Carlee Pierce needed a dominant run at the Ram Texas Circuit Finals Rodeo if she were to reach another major goal in her ProRodeo career.

Mission accomplished.

Carlee Pierce
Carlee Pierce

Pierce won two of three rounds, posting the two-fastest runs of the weekend in the process, and earned the average championship at the Extracto Events Center in Waco, Texas. On the second night, the only round she didn’t win, Pierce and her veteran mount, Rare Dillion, placed second behind 2012 world champion Mary Walker.

“I knew we had a lot of work to do when we got to Waco,” said Pierce, who trailed Brittany Pozzi by $2,767 heading into the finale. “I’m very proud of Dillion. He was amazing all three rounds, and it showed.

Pierce blistered the pattern in 15.95 seconds to win the opening go-round and the $1,452 first-place prize. On the final night, she and Dillion circled the barrels in a rodeo-best 15.89, finishing the three-round championship in a cumulative time of 48.24 seconds.

In all, she earned $6,171 in Waco, scooting past Pozzi in the year-end standings by less than $900.

“My main goal this year was to win the gold buckle, and we came very close,” said Pierce of Stephenville, Texas. “But one of my other goals was to win the Texas Circuit, and we were close enough to make it happen.”

Brittany Pozzi
Brittany Pozzi

Texas is chalk full of outstanding barrel racers. Qualifiers to this year’s championship read like a who’s who of qualifiers to the Wrangler National Finals Rodeo. That elite-caliber talent provides an avenue for top-level competition.

“I knew in order to give myself a shot, we had to win the average,” said Pierce, a two-time NFR qualifier who finished second in the 2012 world standings. “In order to win the average there against those horses, we had to do well in the rounds.”

That’s just what happened.

In winning on opening night, Pierce bettered Walker by nearly three-tenths of a second. Still, the champ was in contention for the average title, her only shot at qualifying for the Ram National Circuit Finals Rodeo since Walker came in well down the money list.

On the second night, Walker evened the score. Her 16.09-second run on Latte was worth the round win, and she bettered Pierce’s time of 16.40 and held a two-hundredths of a second lead over the 2012 reserve world champion.

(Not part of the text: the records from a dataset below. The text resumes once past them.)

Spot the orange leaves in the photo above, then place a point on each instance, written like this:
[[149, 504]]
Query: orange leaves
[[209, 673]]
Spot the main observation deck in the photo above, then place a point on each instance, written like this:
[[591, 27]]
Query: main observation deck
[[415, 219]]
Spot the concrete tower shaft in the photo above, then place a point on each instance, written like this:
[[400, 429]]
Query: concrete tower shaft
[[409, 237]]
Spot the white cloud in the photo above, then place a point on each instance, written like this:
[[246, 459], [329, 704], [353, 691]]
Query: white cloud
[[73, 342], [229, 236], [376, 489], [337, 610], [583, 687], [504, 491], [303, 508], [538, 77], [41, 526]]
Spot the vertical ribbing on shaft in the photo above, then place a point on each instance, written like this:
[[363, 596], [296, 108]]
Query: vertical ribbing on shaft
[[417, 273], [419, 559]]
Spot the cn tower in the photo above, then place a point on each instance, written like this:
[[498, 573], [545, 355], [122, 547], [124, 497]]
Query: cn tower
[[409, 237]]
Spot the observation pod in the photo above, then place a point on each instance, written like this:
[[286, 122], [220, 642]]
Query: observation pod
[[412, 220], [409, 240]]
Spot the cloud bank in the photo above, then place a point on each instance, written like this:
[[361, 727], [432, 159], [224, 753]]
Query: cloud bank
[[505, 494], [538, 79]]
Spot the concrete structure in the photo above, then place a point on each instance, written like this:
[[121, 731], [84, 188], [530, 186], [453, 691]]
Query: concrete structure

“It was a great barrel race,” Pierce said. “Mary and Latte proved why they’re world champions, but I was pretty confident in Dillion.”

She should be and proved it on the final night of the competition, when she and her 13-year-old buckskin gelding posted the fastest time of the finale. Pozzi posted her fastest time of the competition; her 16.11 moved her to second in the round, just six-hundredths of a second ahead of Walker’s third-place run.

“I really wanted to make it back to Oklahoma City this year,” said Pierce, who qualified for last year’s national circuit finals as the year-end runner-up in the Prairie Circuit. “I’m very excited to get to go back.”

Pierce moved to Stephenville from Woodward, Okla., in October 2011, which is why she has changed her home circuit. By finishing second in the Oklahoma-Kansas-Nebraska region to two-time NFR qualifier Jeanne Anderson, who also won the average at the 2011 finale, Pierce and Dillion were part of the RNCFR’s field last spring.

In Oklahoma City, the pair raced to second place – one of many they encountered in the 2012 campaign; Pierce also finished runner-up in Houston, San Antonio and Cody, Wyo. – finishing behind Pozzi.

Now the two will take their elite class of barrel horses to ProRodeo’s national championship for the second straight year, both representing the great state of Texas. Since Pierce won the year-end and the average, Pozzi earns the right to compete by finishing second on the money list.

The field will be made up of 24 ladies from all across the country. The year-end and average champions from each of the 12 ProRodeo circuits qualify for Oklahoma City.

“This is a very prestigious rodeo, and I’m very excited to be part of it again,” Pierce said. “It’s one I want to win, and Dillion loves that arena.”

Now Pierce will wait until the first weekend of April to see if she can a major ProRodeo championship.

“After finishing second so many times last year, it felt pretty good for me to win the circuit finals and the year-end title,” Pierce said. “Let’s hope this is a good sign for 2013.”